Calls for another stop to be added to the proposed Scarborough subway will only make it more uneconomic.
A recent push by Toronto city councillor Glenn De Baeremaeker to expand the scope of the proposed Scarborough subway will only make the economics of the project worse. An expansion would increase the project’s already escalating price tag and act as a further drain on the TTC’s finances.
De Baeremaeker wants the TTC to consider adding a fourth stop to the subway — from current plans to build three stops. He says the costs of adding another stop would be marginal — $100 to $150 million, compared to an overall price tag that could hit $4.5 billion.
However, riders across the system — as well as taxpayers across the city — will be left footing the bill through ongoing faster-that-inflation fare hikes and increased property taxes (which is already the case as a result of the project).
As Consumer Policy Institute has shown in the past, the Scarborough subway is an economic white elephant and this new addition would only make the project more of a financial burden. It also highlights the political nature of the project and the low priority transit planning accords economic feasibility and respect for TTC customers.
The City estimates that the final price tag for the project will be $3.28 billion when adjusted for inflation and assuming that it is completed by 2024. That’s equivalent to $2.3 billion in 2010$ (the number most often quoted by politicians). On top of that, the city will be on the hook for an additional $250 million related to keeping the current Scarborough Rapid Transit (SRT) line in operation until 2023 and eventually tearing down the SRT. Adding those figures together brings the total up to $3.5 billion.
But the very public secret to all of these numbers is that they could be dramatically off base. TTC officials admit that costs could be as much as 30% higher than originally estimated. Taking the current figures and applying a worst-case scenario – never a bad idea when dealing with massive public works projects – the total figure for Scarborough’s new subway line could be more than $4.5 billion. Even if the TTC is only undershooting the cost of the project by 15%, that would still add an additional $500 million to the final price tag.
In a report to City Hall, the TTC said the proposed Scarborough subway would move as many as 9,500 passengers per hour per direction, yet would have the capacity to move more than 30,000 – meaning that more than two-thirds of the subway’s capacity would be wasted. And that’s only considering times of peak operation. If we consider that the number of riders will fall dramatically in off-peak hours, but capacity will remain the same (a problem that plagues most transit systems), the inefficiency worsens.

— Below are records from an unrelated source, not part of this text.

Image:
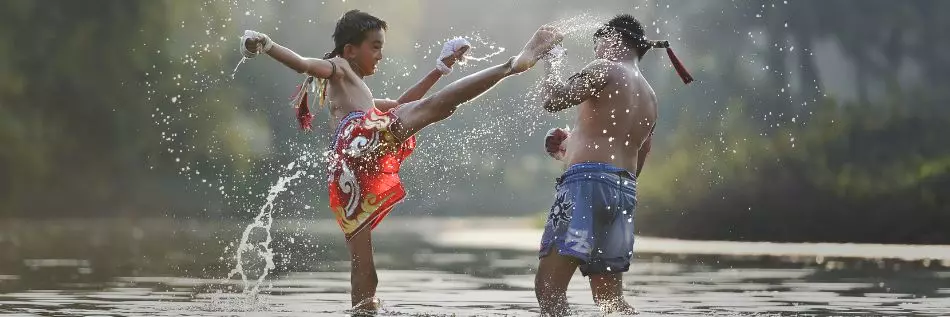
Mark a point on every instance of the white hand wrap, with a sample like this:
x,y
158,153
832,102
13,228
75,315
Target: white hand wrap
x,y
449,48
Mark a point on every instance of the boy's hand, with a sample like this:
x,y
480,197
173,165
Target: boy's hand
x,y
452,51
554,143
253,43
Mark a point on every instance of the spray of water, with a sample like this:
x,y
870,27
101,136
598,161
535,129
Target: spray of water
x,y
262,222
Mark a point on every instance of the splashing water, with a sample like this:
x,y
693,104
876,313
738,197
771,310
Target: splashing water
x,y
263,250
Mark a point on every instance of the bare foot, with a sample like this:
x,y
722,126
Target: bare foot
x,y
543,40
367,306
621,307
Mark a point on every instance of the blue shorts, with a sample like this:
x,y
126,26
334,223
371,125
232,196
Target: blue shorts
x,y
592,218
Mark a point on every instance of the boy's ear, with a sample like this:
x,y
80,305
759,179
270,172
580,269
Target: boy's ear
x,y
348,51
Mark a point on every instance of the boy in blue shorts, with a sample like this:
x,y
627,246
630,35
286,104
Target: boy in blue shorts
x,y
590,225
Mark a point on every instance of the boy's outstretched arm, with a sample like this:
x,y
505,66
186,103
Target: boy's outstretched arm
x,y
560,95
256,43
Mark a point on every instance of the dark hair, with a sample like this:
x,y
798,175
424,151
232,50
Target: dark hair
x,y
630,31
351,29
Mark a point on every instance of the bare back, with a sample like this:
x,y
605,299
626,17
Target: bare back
x,y
612,125
347,93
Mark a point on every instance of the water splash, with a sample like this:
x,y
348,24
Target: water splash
x,y
263,221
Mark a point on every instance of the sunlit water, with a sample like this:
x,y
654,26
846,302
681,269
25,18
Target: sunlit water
x,y
419,278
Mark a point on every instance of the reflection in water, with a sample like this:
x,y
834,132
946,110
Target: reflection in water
x,y
420,278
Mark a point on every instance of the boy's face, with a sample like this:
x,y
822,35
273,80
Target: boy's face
x,y
369,52
606,46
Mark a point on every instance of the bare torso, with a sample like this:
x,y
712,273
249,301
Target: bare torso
x,y
347,93
612,126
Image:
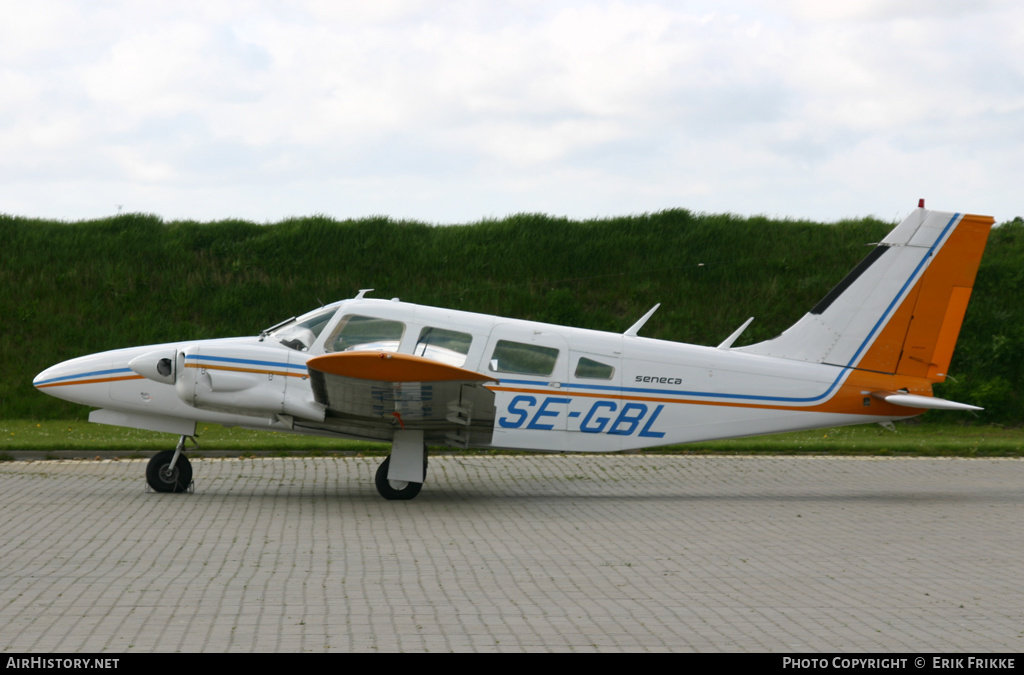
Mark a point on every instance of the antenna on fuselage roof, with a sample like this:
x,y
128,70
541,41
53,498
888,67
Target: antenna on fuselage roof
x,y
635,328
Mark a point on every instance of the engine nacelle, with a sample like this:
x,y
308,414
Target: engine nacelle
x,y
245,379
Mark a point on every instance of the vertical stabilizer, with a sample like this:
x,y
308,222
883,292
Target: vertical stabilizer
x,y
901,307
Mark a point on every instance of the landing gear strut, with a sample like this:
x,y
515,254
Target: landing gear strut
x,y
396,489
170,470
403,477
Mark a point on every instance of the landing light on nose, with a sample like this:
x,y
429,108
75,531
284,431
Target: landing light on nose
x,y
157,366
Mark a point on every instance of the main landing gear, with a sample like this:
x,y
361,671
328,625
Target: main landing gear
x,y
170,471
402,473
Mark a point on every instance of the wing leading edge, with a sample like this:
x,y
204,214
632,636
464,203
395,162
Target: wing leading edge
x,y
404,391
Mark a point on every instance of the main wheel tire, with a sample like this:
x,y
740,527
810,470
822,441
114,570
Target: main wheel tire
x,y
162,479
395,489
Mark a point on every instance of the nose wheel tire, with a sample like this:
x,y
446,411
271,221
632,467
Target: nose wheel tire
x,y
163,478
395,489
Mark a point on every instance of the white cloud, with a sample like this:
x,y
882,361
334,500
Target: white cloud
x,y
450,112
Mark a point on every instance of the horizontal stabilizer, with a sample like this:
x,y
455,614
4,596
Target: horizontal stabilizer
x,y
913,401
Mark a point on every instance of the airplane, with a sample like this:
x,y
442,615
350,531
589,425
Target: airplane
x,y
417,376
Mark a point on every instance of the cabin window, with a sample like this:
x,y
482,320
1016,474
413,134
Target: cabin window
x,y
593,370
440,344
522,359
357,333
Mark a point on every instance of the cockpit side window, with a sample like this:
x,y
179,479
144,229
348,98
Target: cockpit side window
x,y
593,370
303,332
356,333
441,344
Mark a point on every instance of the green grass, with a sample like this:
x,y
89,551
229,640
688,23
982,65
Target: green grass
x,y
78,288
910,438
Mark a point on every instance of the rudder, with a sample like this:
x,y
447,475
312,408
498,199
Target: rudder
x,y
900,310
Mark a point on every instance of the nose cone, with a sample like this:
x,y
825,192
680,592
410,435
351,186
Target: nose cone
x,y
83,380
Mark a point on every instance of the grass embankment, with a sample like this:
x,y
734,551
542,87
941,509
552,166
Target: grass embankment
x,y
910,438
72,289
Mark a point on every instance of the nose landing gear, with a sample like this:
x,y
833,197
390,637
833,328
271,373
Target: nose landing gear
x,y
170,470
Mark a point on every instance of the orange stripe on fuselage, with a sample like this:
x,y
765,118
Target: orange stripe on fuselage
x,y
245,370
849,399
96,381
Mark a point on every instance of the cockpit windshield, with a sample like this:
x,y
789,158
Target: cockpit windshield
x,y
301,333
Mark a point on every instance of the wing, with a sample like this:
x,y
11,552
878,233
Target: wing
x,y
404,391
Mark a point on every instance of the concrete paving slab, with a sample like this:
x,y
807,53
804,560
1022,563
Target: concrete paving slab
x,y
517,553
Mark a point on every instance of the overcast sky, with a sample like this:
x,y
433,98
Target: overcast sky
x,y
453,111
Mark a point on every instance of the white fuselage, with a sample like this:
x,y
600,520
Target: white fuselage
x,y
594,391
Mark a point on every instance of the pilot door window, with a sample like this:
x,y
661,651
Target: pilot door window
x,y
522,359
367,334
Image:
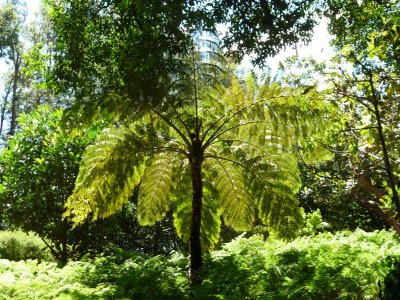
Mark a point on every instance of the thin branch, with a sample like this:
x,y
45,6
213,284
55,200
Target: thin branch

Officials at City Hall admit that the project will “result in a surplus capacity that may not be required within a reasonable long term planning horizon.” Worse still, they say the new subway line would impact the City’s ability to fund other important transit projects. It might also add to Toronto’s outstanding debt, the report adds.
De Baeremaeker’s call for another subway stop could push the price tag of the Scarborough subway to $4.7 billion, assuming the 30% escalation used by the City to determine the cost of infrastructure projects is applied to the new subway stop and then added to the $4.5 billion price tag for the entire project.
Because the Scarborough subway will be a money loser for the TTC, the agency will pass the added costs on to its other customers in the form of higher fares. It will also have to rely on Toronto tax payers and the province for subsidies to pay for the operating costs associated with the new line. It’s time to bury this idea all together.